According to Lara, while the 12,000-member MILF, the country’s largest former separatist group, held many weapons, thousands were in the hands of smaller militant groups with ties to the Islamic State, criminal groups and civilians who arm themselves for protection.
‘Ordinary people who just want to protect themselves’
Businessman Basilio Lozano Miro, who runs a car rental service in southern Cotabato city, said it was normal for residents to own weapons – whether licensed or unlicensed.
“In the place where I live in Cotabato about 80 percent of the households here own firearms. And these are ordinary people who just want to protect themselves,” said Miro, who never leaves home without his licensed gun and whose adult son was taught from a young age to properly load and shoot.
“Why would I disarm myself when criminals and militants themselves are armed?”
Razul Intalan, a 53-year-old former MILF member, said he had to decommission his weapon, but that did not mean he would go without protection.
“Part of the money they gave to me I had set aside so I could buy a new gun from the black market,” he told BenarNews, as he tended a small community variety store that he runs in a former rebel enclave.
He is too old to be accepted in the military or police force, but never too old to protect himself from enemies, he said.
Decommissioning delays
The COVID-19 pandemic, which led to lockdowns on large parts of the Philippine archipelago, along with the election of a new president, delayed the decommissioning process involving the former MILF fighters and their weapons. Ferdinand Marcos Jr., the country’s new president, has not named a deputy to deal with the process.
“We have raised the point of facilitating rather than delaying the decommissioning process because the level of weaponry is still high and it’s getting higher,” Lara said.
Despite those concerns, Lara said the peace process was on the right track and moving “toward a soft spot” in terms of an overall decline in violence.
“The violence is declining in the Bangsamoro. The issue we are raising is, will this be sustainable?” he asked.
Fatal shooting
Meanwhile on Friday, gunmen on a motorcycle fatally shot retired police officer Roland Yumol outside his home in Lamitan, a city on southern Basilan Island. He was rushed to a nearby hospital where he was declared dead upon arrival.
Lt. Col. Tadzhabel Managola, the new Lamitan city police chief, said investigators were trying to determine the motive for killing Yumol and to identify the gunmen.
“Our investigation continues to establish a possible motive in the gun attack,” Managola told local journalists in Basilan.
Residents said it could have been a vendetta over the killing of former Lamitan city Mayor Rosita Furigay.
Police arrested Yumol’s son, Chao Tiao Yumol, alleging he shot and killed Furigay along with an aide and a security guard at the Ateneo de Manila University campus in Quezon city on July 24. Furigay’s daughter, who was to graduate from law school that day, was injured.

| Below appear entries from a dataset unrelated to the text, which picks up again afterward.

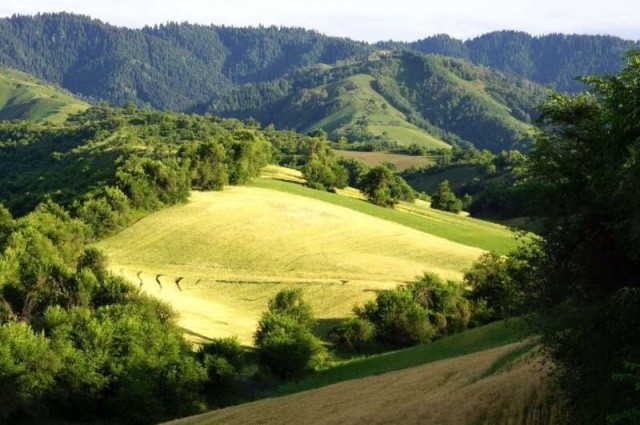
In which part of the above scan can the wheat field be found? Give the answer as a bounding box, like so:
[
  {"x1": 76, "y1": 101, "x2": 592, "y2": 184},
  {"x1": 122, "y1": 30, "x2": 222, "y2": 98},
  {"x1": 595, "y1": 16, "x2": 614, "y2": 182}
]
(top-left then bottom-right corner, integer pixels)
[
  {"x1": 98, "y1": 187, "x2": 482, "y2": 343},
  {"x1": 171, "y1": 343, "x2": 557, "y2": 425}
]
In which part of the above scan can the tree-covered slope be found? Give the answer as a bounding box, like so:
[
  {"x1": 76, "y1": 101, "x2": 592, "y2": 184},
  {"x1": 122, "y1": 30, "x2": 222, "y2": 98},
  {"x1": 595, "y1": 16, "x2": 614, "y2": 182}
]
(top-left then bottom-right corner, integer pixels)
[
  {"x1": 208, "y1": 51, "x2": 545, "y2": 151},
  {"x1": 404, "y1": 31, "x2": 640, "y2": 92},
  {"x1": 0, "y1": 69, "x2": 88, "y2": 123},
  {"x1": 0, "y1": 13, "x2": 638, "y2": 110},
  {"x1": 0, "y1": 13, "x2": 367, "y2": 110}
]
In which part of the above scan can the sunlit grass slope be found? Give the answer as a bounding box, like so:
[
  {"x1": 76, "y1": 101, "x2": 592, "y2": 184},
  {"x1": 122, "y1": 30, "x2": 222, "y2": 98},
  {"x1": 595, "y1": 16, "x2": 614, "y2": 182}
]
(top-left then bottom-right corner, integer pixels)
[
  {"x1": 306, "y1": 74, "x2": 450, "y2": 149},
  {"x1": 169, "y1": 343, "x2": 556, "y2": 425},
  {"x1": 0, "y1": 69, "x2": 88, "y2": 123},
  {"x1": 99, "y1": 187, "x2": 482, "y2": 342},
  {"x1": 274, "y1": 319, "x2": 527, "y2": 395}
]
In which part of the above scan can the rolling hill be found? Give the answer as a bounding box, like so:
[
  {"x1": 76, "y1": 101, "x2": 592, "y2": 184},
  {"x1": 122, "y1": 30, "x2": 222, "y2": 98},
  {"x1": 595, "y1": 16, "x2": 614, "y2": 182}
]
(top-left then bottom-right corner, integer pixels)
[
  {"x1": 171, "y1": 326, "x2": 557, "y2": 425},
  {"x1": 207, "y1": 51, "x2": 546, "y2": 152},
  {"x1": 0, "y1": 69, "x2": 89, "y2": 123},
  {"x1": 97, "y1": 168, "x2": 515, "y2": 343},
  {"x1": 0, "y1": 13, "x2": 638, "y2": 111}
]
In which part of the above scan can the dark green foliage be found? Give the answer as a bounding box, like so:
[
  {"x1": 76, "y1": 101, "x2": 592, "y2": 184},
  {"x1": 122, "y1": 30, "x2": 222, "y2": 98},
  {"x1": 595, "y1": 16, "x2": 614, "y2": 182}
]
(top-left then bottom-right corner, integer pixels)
[
  {"x1": 196, "y1": 338, "x2": 245, "y2": 407},
  {"x1": 431, "y1": 180, "x2": 462, "y2": 213},
  {"x1": 464, "y1": 252, "x2": 526, "y2": 326},
  {"x1": 255, "y1": 312, "x2": 322, "y2": 379},
  {"x1": 254, "y1": 289, "x2": 323, "y2": 379},
  {"x1": 329, "y1": 317, "x2": 375, "y2": 353},
  {"x1": 403, "y1": 273, "x2": 471, "y2": 336},
  {"x1": 338, "y1": 157, "x2": 369, "y2": 189},
  {"x1": 0, "y1": 322, "x2": 62, "y2": 422},
  {"x1": 0, "y1": 107, "x2": 277, "y2": 220},
  {"x1": 350, "y1": 273, "x2": 472, "y2": 351},
  {"x1": 302, "y1": 139, "x2": 348, "y2": 191},
  {"x1": 269, "y1": 288, "x2": 315, "y2": 328},
  {"x1": 356, "y1": 290, "x2": 435, "y2": 348},
  {"x1": 518, "y1": 52, "x2": 640, "y2": 423},
  {"x1": 0, "y1": 203, "x2": 206, "y2": 423},
  {"x1": 359, "y1": 164, "x2": 415, "y2": 207}
]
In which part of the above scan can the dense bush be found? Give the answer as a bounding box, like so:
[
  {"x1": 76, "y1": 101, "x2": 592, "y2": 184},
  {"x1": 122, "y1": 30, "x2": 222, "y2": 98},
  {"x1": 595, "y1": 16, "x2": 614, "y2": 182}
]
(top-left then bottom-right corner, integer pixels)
[
  {"x1": 254, "y1": 290, "x2": 323, "y2": 379},
  {"x1": 431, "y1": 180, "x2": 462, "y2": 213},
  {"x1": 329, "y1": 317, "x2": 375, "y2": 353},
  {"x1": 302, "y1": 139, "x2": 348, "y2": 190},
  {"x1": 356, "y1": 289, "x2": 436, "y2": 347},
  {"x1": 360, "y1": 164, "x2": 415, "y2": 207},
  {"x1": 0, "y1": 203, "x2": 206, "y2": 423},
  {"x1": 404, "y1": 273, "x2": 471, "y2": 336},
  {"x1": 464, "y1": 252, "x2": 527, "y2": 325},
  {"x1": 196, "y1": 338, "x2": 245, "y2": 407}
]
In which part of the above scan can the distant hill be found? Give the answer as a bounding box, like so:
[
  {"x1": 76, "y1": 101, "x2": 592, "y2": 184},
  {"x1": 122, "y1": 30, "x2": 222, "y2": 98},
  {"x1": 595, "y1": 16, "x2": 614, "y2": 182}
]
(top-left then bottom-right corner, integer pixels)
[
  {"x1": 0, "y1": 69, "x2": 88, "y2": 123},
  {"x1": 0, "y1": 13, "x2": 639, "y2": 114},
  {"x1": 207, "y1": 51, "x2": 546, "y2": 151},
  {"x1": 396, "y1": 31, "x2": 640, "y2": 92}
]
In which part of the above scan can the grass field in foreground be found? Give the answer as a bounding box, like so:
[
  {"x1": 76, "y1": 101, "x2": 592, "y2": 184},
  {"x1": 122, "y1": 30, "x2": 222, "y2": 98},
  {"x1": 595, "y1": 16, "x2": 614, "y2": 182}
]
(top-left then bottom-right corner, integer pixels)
[
  {"x1": 254, "y1": 179, "x2": 517, "y2": 254},
  {"x1": 333, "y1": 149, "x2": 434, "y2": 172},
  {"x1": 166, "y1": 334, "x2": 559, "y2": 425},
  {"x1": 97, "y1": 185, "x2": 484, "y2": 343},
  {"x1": 274, "y1": 320, "x2": 526, "y2": 395}
]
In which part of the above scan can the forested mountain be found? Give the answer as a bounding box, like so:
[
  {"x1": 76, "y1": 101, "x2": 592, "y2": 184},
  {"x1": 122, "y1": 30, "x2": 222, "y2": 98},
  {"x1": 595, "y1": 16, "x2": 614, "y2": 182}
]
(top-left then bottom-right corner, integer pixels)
[
  {"x1": 0, "y1": 13, "x2": 638, "y2": 110},
  {"x1": 0, "y1": 13, "x2": 370, "y2": 110},
  {"x1": 208, "y1": 51, "x2": 545, "y2": 151},
  {"x1": 404, "y1": 31, "x2": 640, "y2": 92}
]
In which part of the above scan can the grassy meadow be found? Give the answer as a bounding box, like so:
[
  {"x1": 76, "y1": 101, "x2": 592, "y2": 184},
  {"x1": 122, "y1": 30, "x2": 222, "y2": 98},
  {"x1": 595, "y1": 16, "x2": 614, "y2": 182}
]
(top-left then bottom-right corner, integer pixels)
[
  {"x1": 0, "y1": 69, "x2": 88, "y2": 124},
  {"x1": 98, "y1": 166, "x2": 513, "y2": 344},
  {"x1": 173, "y1": 343, "x2": 557, "y2": 425},
  {"x1": 305, "y1": 74, "x2": 450, "y2": 149},
  {"x1": 333, "y1": 149, "x2": 434, "y2": 172}
]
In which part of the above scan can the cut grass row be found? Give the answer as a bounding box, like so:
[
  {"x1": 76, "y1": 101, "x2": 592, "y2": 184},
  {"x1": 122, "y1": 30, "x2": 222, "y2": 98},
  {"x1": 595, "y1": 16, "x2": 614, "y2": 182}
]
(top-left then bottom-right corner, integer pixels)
[
  {"x1": 253, "y1": 179, "x2": 517, "y2": 254},
  {"x1": 270, "y1": 320, "x2": 531, "y2": 396}
]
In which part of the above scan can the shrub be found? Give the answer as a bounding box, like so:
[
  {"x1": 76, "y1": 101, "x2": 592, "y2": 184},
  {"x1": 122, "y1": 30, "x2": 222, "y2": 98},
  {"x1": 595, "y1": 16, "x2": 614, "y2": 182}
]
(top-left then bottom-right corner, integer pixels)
[
  {"x1": 269, "y1": 288, "x2": 315, "y2": 328},
  {"x1": 355, "y1": 289, "x2": 435, "y2": 347},
  {"x1": 431, "y1": 180, "x2": 462, "y2": 213},
  {"x1": 196, "y1": 338, "x2": 245, "y2": 407},
  {"x1": 405, "y1": 273, "x2": 471, "y2": 335},
  {"x1": 464, "y1": 252, "x2": 525, "y2": 324},
  {"x1": 255, "y1": 312, "x2": 322, "y2": 379},
  {"x1": 329, "y1": 317, "x2": 375, "y2": 352}
]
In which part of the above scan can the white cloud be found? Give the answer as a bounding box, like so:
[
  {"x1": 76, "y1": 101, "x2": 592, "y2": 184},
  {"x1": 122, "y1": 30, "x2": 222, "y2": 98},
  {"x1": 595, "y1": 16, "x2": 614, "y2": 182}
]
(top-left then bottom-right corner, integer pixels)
[{"x1": 0, "y1": 0, "x2": 640, "y2": 41}]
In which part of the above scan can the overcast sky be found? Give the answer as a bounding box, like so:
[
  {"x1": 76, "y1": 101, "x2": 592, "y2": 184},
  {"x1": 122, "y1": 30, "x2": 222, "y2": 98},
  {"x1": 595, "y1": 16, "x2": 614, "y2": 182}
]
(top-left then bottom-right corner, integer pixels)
[{"x1": 0, "y1": 0, "x2": 640, "y2": 41}]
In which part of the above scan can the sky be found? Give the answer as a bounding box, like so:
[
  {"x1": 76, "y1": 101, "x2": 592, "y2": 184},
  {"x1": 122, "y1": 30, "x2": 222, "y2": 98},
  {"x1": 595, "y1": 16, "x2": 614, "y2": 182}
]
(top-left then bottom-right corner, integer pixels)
[{"x1": 0, "y1": 0, "x2": 640, "y2": 42}]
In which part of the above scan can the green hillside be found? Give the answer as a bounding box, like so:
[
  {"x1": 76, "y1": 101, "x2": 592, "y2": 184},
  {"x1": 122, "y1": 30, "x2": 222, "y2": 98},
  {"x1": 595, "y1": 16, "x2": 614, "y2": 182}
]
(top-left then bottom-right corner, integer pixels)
[
  {"x1": 97, "y1": 166, "x2": 515, "y2": 344},
  {"x1": 208, "y1": 51, "x2": 546, "y2": 152},
  {"x1": 0, "y1": 69, "x2": 88, "y2": 123},
  {"x1": 301, "y1": 74, "x2": 449, "y2": 150}
]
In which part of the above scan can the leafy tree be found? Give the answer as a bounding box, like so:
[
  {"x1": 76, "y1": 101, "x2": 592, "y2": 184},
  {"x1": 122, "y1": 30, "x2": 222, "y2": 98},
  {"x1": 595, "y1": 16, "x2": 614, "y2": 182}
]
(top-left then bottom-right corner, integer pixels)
[
  {"x1": 338, "y1": 158, "x2": 369, "y2": 189},
  {"x1": 402, "y1": 273, "x2": 471, "y2": 336},
  {"x1": 519, "y1": 52, "x2": 640, "y2": 423},
  {"x1": 464, "y1": 252, "x2": 526, "y2": 324},
  {"x1": 329, "y1": 317, "x2": 375, "y2": 352},
  {"x1": 196, "y1": 338, "x2": 245, "y2": 407},
  {"x1": 269, "y1": 288, "x2": 315, "y2": 328},
  {"x1": 355, "y1": 290, "x2": 435, "y2": 347},
  {"x1": 431, "y1": 180, "x2": 462, "y2": 213},
  {"x1": 360, "y1": 164, "x2": 415, "y2": 207}
]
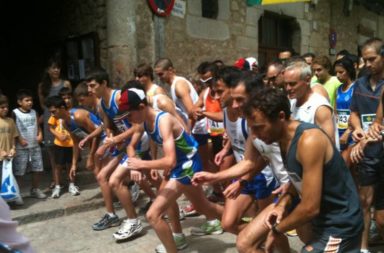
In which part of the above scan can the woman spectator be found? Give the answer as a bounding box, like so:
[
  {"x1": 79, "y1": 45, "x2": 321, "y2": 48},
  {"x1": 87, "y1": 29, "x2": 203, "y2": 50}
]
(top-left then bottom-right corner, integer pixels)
[{"x1": 38, "y1": 58, "x2": 71, "y2": 186}]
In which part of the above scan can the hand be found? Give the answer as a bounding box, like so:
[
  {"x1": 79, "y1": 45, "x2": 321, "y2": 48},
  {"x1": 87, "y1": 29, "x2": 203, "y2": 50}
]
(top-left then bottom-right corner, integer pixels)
[
  {"x1": 264, "y1": 230, "x2": 285, "y2": 253},
  {"x1": 69, "y1": 165, "x2": 76, "y2": 182},
  {"x1": 223, "y1": 180, "x2": 243, "y2": 199},
  {"x1": 36, "y1": 134, "x2": 43, "y2": 143},
  {"x1": 104, "y1": 136, "x2": 116, "y2": 147},
  {"x1": 57, "y1": 134, "x2": 69, "y2": 141},
  {"x1": 150, "y1": 170, "x2": 159, "y2": 181},
  {"x1": 339, "y1": 132, "x2": 348, "y2": 145},
  {"x1": 352, "y1": 128, "x2": 365, "y2": 142},
  {"x1": 8, "y1": 148, "x2": 16, "y2": 159},
  {"x1": 19, "y1": 138, "x2": 28, "y2": 147},
  {"x1": 367, "y1": 121, "x2": 384, "y2": 140},
  {"x1": 191, "y1": 171, "x2": 216, "y2": 186},
  {"x1": 272, "y1": 182, "x2": 291, "y2": 195},
  {"x1": 85, "y1": 155, "x2": 95, "y2": 170},
  {"x1": 79, "y1": 136, "x2": 89, "y2": 150},
  {"x1": 214, "y1": 149, "x2": 227, "y2": 166},
  {"x1": 264, "y1": 205, "x2": 285, "y2": 229},
  {"x1": 126, "y1": 157, "x2": 143, "y2": 170}
]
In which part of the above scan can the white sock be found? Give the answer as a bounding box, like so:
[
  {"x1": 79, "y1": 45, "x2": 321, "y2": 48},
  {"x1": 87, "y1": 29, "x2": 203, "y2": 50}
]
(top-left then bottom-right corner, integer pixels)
[
  {"x1": 107, "y1": 212, "x2": 116, "y2": 217},
  {"x1": 207, "y1": 219, "x2": 217, "y2": 225},
  {"x1": 172, "y1": 233, "x2": 184, "y2": 237},
  {"x1": 125, "y1": 218, "x2": 137, "y2": 224}
]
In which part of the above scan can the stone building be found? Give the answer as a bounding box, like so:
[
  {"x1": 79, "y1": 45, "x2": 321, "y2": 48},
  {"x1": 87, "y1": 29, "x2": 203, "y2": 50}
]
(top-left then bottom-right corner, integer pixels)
[{"x1": 0, "y1": 0, "x2": 384, "y2": 106}]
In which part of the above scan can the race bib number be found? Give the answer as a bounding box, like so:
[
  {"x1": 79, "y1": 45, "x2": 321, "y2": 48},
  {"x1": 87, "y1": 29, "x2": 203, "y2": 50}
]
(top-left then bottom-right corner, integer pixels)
[
  {"x1": 361, "y1": 113, "x2": 376, "y2": 131},
  {"x1": 337, "y1": 109, "x2": 351, "y2": 129}
]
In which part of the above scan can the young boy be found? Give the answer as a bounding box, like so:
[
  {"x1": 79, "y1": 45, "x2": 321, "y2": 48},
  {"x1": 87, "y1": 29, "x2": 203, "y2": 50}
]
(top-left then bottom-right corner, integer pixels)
[
  {"x1": 45, "y1": 88, "x2": 80, "y2": 198},
  {"x1": 13, "y1": 89, "x2": 47, "y2": 202},
  {"x1": 0, "y1": 94, "x2": 23, "y2": 205}
]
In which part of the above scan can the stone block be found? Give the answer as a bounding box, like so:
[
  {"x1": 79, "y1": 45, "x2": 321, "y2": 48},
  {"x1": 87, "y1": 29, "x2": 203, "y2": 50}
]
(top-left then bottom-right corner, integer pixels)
[
  {"x1": 236, "y1": 36, "x2": 258, "y2": 51},
  {"x1": 246, "y1": 7, "x2": 264, "y2": 26},
  {"x1": 187, "y1": 15, "x2": 229, "y2": 40},
  {"x1": 245, "y1": 25, "x2": 259, "y2": 38}
]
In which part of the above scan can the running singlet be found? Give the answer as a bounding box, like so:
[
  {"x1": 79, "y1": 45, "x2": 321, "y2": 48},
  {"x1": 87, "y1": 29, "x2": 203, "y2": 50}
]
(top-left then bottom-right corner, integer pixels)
[
  {"x1": 204, "y1": 87, "x2": 224, "y2": 136},
  {"x1": 223, "y1": 108, "x2": 248, "y2": 162},
  {"x1": 100, "y1": 90, "x2": 131, "y2": 133},
  {"x1": 171, "y1": 76, "x2": 208, "y2": 134},
  {"x1": 101, "y1": 90, "x2": 149, "y2": 153},
  {"x1": 284, "y1": 123, "x2": 364, "y2": 237},
  {"x1": 67, "y1": 108, "x2": 106, "y2": 140},
  {"x1": 144, "y1": 112, "x2": 202, "y2": 184},
  {"x1": 336, "y1": 83, "x2": 354, "y2": 136},
  {"x1": 290, "y1": 93, "x2": 340, "y2": 149}
]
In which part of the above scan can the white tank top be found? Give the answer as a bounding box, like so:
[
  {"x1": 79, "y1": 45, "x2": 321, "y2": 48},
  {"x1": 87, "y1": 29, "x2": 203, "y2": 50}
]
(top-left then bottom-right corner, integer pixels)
[
  {"x1": 290, "y1": 92, "x2": 340, "y2": 149},
  {"x1": 171, "y1": 76, "x2": 208, "y2": 134},
  {"x1": 13, "y1": 108, "x2": 39, "y2": 149},
  {"x1": 252, "y1": 138, "x2": 289, "y2": 184},
  {"x1": 223, "y1": 108, "x2": 248, "y2": 162}
]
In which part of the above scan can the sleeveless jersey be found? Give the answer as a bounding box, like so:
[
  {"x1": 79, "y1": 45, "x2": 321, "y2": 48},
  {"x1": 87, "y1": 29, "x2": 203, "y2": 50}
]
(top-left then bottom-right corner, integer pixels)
[
  {"x1": 336, "y1": 83, "x2": 355, "y2": 136},
  {"x1": 13, "y1": 108, "x2": 39, "y2": 149},
  {"x1": 204, "y1": 87, "x2": 224, "y2": 136},
  {"x1": 100, "y1": 90, "x2": 149, "y2": 153},
  {"x1": 290, "y1": 92, "x2": 340, "y2": 149},
  {"x1": 171, "y1": 76, "x2": 208, "y2": 134},
  {"x1": 67, "y1": 108, "x2": 106, "y2": 140},
  {"x1": 100, "y1": 90, "x2": 131, "y2": 133},
  {"x1": 285, "y1": 123, "x2": 364, "y2": 237},
  {"x1": 144, "y1": 112, "x2": 198, "y2": 163},
  {"x1": 223, "y1": 108, "x2": 248, "y2": 162}
]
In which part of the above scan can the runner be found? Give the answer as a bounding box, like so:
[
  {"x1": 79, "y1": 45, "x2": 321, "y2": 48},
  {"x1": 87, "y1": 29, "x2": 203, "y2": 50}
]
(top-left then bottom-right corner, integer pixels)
[{"x1": 119, "y1": 88, "x2": 223, "y2": 253}]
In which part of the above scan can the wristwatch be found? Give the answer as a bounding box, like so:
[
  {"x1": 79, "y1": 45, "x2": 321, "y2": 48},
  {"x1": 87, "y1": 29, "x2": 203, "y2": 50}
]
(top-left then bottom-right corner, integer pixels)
[
  {"x1": 271, "y1": 223, "x2": 282, "y2": 235},
  {"x1": 239, "y1": 179, "x2": 248, "y2": 187}
]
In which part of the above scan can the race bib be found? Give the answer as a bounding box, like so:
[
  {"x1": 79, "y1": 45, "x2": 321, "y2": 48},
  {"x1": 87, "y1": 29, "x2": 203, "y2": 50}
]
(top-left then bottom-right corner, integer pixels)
[
  {"x1": 337, "y1": 109, "x2": 351, "y2": 129},
  {"x1": 361, "y1": 113, "x2": 376, "y2": 131}
]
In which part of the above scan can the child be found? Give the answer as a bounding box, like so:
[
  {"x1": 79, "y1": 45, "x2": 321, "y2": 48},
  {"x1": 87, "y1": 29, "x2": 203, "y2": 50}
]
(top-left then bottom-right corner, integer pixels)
[
  {"x1": 13, "y1": 89, "x2": 47, "y2": 199},
  {"x1": 0, "y1": 95, "x2": 24, "y2": 205},
  {"x1": 45, "y1": 87, "x2": 80, "y2": 198}
]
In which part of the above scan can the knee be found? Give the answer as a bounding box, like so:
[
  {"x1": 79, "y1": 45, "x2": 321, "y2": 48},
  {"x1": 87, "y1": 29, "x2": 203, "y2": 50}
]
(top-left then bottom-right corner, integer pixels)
[
  {"x1": 145, "y1": 208, "x2": 161, "y2": 225},
  {"x1": 236, "y1": 235, "x2": 252, "y2": 253},
  {"x1": 221, "y1": 216, "x2": 236, "y2": 233}
]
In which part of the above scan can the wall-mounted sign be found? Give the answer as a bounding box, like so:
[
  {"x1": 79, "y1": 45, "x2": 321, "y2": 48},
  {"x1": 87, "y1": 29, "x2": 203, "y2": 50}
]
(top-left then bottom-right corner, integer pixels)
[{"x1": 148, "y1": 0, "x2": 175, "y2": 17}]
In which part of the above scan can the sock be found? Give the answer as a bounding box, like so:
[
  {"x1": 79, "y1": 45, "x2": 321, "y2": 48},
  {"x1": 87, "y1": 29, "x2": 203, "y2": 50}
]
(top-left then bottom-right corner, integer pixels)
[
  {"x1": 107, "y1": 212, "x2": 116, "y2": 217},
  {"x1": 125, "y1": 218, "x2": 137, "y2": 224},
  {"x1": 207, "y1": 219, "x2": 218, "y2": 225},
  {"x1": 172, "y1": 233, "x2": 184, "y2": 237}
]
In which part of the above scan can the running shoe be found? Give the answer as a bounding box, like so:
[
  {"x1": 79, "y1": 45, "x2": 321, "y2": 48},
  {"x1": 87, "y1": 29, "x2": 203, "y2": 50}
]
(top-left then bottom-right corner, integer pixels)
[
  {"x1": 68, "y1": 183, "x2": 80, "y2": 196},
  {"x1": 31, "y1": 188, "x2": 47, "y2": 199},
  {"x1": 129, "y1": 183, "x2": 140, "y2": 203},
  {"x1": 191, "y1": 219, "x2": 224, "y2": 236},
  {"x1": 113, "y1": 219, "x2": 143, "y2": 241},
  {"x1": 92, "y1": 213, "x2": 121, "y2": 231},
  {"x1": 183, "y1": 204, "x2": 197, "y2": 217},
  {"x1": 51, "y1": 185, "x2": 61, "y2": 199},
  {"x1": 155, "y1": 234, "x2": 188, "y2": 253}
]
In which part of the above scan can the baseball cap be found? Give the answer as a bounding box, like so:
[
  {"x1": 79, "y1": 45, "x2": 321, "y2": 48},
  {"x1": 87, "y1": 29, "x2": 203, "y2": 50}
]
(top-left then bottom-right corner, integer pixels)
[
  {"x1": 117, "y1": 88, "x2": 146, "y2": 118},
  {"x1": 245, "y1": 57, "x2": 259, "y2": 70}
]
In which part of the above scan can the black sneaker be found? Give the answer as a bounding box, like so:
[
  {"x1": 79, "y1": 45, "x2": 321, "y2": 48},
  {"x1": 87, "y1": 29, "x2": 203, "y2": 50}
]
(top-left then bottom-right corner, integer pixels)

The younger Yumol had a long-running feud with Furigay, who closed his clinic three years ago because he allegedly was operating it without a license, according to authorities. Police said he was arrested within hours of the shooting, adding that officers seized a gun previously owned by a military officer who reported it missing years ago.
“That weapon included a silencer, so that gives you an indication about what sorts of problems beleaguer the region when it comes to weapons,” Lara said, citing the police report.
Philippine National Police did not link the two shootings.
“So far, it is speculative to assume its direct relation to the shooting incident that happened last Sunday at the Ateneo de Manila University,” Brig. Gen. Roderick Alba, the public information office chief, said in a statement, according to the state-run Philippine News Agency.
Froilan Gallardo and Richel V. Umel in Iligan city, and a correspondent in Zamboanga, Philippines, contributed to this report.